Because the amplifiers are wide bandwidth, the same approach can determine the bandwidth of the circuit when a load capacitor is attached (with or without a load resistor). The assumption needed is that the load capacitance is large enough that it controls the frequency dependence, and bandwidth is not controlled by the neglected parasitic capacitances of the transistors themselves.

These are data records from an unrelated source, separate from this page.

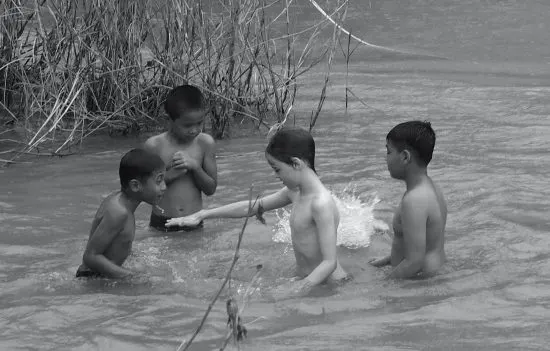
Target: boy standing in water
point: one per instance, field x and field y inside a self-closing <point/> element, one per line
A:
<point x="419" y="221"/>
<point x="189" y="155"/>
<point x="110" y="242"/>
<point x="314" y="219"/>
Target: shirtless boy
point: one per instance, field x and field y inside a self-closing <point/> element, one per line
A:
<point x="314" y="220"/>
<point x="419" y="221"/>
<point x="189" y="155"/>
<point x="110" y="242"/>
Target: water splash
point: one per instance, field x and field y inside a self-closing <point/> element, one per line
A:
<point x="357" y="222"/>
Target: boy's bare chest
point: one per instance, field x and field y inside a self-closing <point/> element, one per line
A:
<point x="301" y="219"/>
<point x="168" y="150"/>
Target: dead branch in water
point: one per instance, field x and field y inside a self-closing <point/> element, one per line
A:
<point x="186" y="343"/>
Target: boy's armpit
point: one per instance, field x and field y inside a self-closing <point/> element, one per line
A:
<point x="109" y="227"/>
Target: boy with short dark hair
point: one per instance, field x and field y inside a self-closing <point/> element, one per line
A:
<point x="189" y="155"/>
<point x="419" y="221"/>
<point x="113" y="228"/>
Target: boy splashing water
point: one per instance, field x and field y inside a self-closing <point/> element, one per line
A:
<point x="314" y="219"/>
<point x="113" y="228"/>
<point x="419" y="221"/>
<point x="189" y="155"/>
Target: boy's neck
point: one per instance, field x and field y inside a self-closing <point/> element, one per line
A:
<point x="177" y="140"/>
<point x="129" y="201"/>
<point x="415" y="176"/>
<point x="310" y="184"/>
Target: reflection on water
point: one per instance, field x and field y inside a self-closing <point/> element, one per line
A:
<point x="491" y="119"/>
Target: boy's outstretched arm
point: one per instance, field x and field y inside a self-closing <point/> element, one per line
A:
<point x="326" y="225"/>
<point x="110" y="226"/>
<point x="206" y="175"/>
<point x="413" y="219"/>
<point x="235" y="210"/>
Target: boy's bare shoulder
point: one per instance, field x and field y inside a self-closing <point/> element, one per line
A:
<point x="423" y="195"/>
<point x="155" y="140"/>
<point x="323" y="202"/>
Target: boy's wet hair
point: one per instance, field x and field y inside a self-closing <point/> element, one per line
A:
<point x="292" y="142"/>
<point x="183" y="98"/>
<point x="138" y="164"/>
<point x="417" y="136"/>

=== High-frequency design ===
At high frequencies, the parasitic capacitances of the transistors (gate-to-drain, gate-to-source, drain-to body, and bipolar equivalents) must be included in the hybrid-π models to obtain an accurate frequency response. The design goals also differ from the emphasis on overall high gain as described above for low-frequency design. In high frequency circuits, impedance matching at the input and output of the amplifier is typically desired in order to eliminate signal reflections and maximize power gain. In the cascode, the isolation between the input and output ports is still characterized by a small reverse transmission term g_{12}, making it easier to design matching networks because the amplifier is approximately unilateral.